【ピンクの】自称天才作詞家 瓢箪万作13章【ボブ】
[第三話]
目的の駅まではあと10分程かかりそうだった。
私は、車窓から見える風景を眺めながら二年前に亡くなった妻の事を思い出していた。
妻はこの夏の香りが好きで、新婚当初は二人でよく山歩きなどをしたものだった。
あの頃が一番幸せな時だったのかもしれない。私はいつの間にか、忙しさを言い訳にして、
彼女との時間をおざなりにしてきた。そして、私が知らないうちに彼女は病魔に侵され、気
付いた時にはもう手の施し用はなくなっていた。
それ以来、後悔の連続だった。亡くなった今、彼女のいない生活がこんなに寂しいものだったのかと痛感している。
こうして彼女の墓参りに向かう事が私にできるたった一つの愛情表現になってしまった事が我ながら情けない。

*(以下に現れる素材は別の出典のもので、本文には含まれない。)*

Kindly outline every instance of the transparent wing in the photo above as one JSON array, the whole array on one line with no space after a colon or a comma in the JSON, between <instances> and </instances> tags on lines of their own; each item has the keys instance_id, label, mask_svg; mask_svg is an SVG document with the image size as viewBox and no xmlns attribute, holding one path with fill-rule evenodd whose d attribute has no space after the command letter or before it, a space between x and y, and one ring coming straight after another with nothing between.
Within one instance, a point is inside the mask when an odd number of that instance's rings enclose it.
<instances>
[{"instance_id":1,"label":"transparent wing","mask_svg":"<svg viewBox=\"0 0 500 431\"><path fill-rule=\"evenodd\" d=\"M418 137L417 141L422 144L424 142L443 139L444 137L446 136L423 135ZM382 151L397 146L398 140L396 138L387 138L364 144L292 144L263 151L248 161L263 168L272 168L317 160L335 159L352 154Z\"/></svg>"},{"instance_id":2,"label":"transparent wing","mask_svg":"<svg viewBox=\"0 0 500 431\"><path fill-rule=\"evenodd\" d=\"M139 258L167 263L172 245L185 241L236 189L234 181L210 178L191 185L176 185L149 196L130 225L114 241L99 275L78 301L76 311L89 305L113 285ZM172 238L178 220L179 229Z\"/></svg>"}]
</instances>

そんな事を考えながら、私は例のボックスシートに目をやった。相変わらず、奇妙な二人組は向かい合って座っている。
女は少しうつむいたようにしているが、男はなにやら薄笑いを浮かべて女を嘗め回すように見つめている。
その視線に私はまた嫌悪感を覚えた。あれは女性を「商品」もしくは「セックスの対象」として見る目だ。
二人はぽつぽつと話をしているようだが、小さな声のせいではっきりとは聞こえない。
男は自分に陶酔しているようだった。私は敢て聞き耳をたて、何を話しているのか聞いてみた。
「その人は本来なら私と同じ年で、結婚の約束もしてた人なんです」
男はそう言って、女の反応を伺っている。どうやら、婚約者が亡くなった話をしているようだ。
彼も私と同じように、最愛の人を失っているのかもしれない。
しかし、私は直感的に彼の話が嘘か、妄想だと確信した。私が妻を失った時、
間違っても彼女の死を匂わせるような話しは出来なかった。一年以上経った今でも、自分から話をする事はできない。
それは思い出すのが怖いのと、彼女の死を受け入れる事が出来ない臆病さからだった。
間違っても、電車で乗り合わせた初対面の人間に話など出来ない。
確信すると同時に、彼に対する嫌悪感は最高潮に達した。彼は話しながら、自己陶酔に浸っている。
恐らくその話を餌にして、あわよくば女でも引っ掛けようとしているのだろう。これが初めてではないかもしれない。
悲劇の主人公になりきり、人の気持ちを操作する卑怯者、恐らくこれが彼の正体だろう。
私の確信を裏付けるように、男はピンク女から彼氏がいるという話を聞くと、大袈裟に驚いた。
確実に落とせると思っていたようだ。さらに、それっきり彼女との話もやめた。
ほぼ空席の列車でわざわざ乗り合わせた二人なのに、会話は何もない。
男はピンク女から全く興味を失って、またやる気のない表情で窓の外を見つめだした。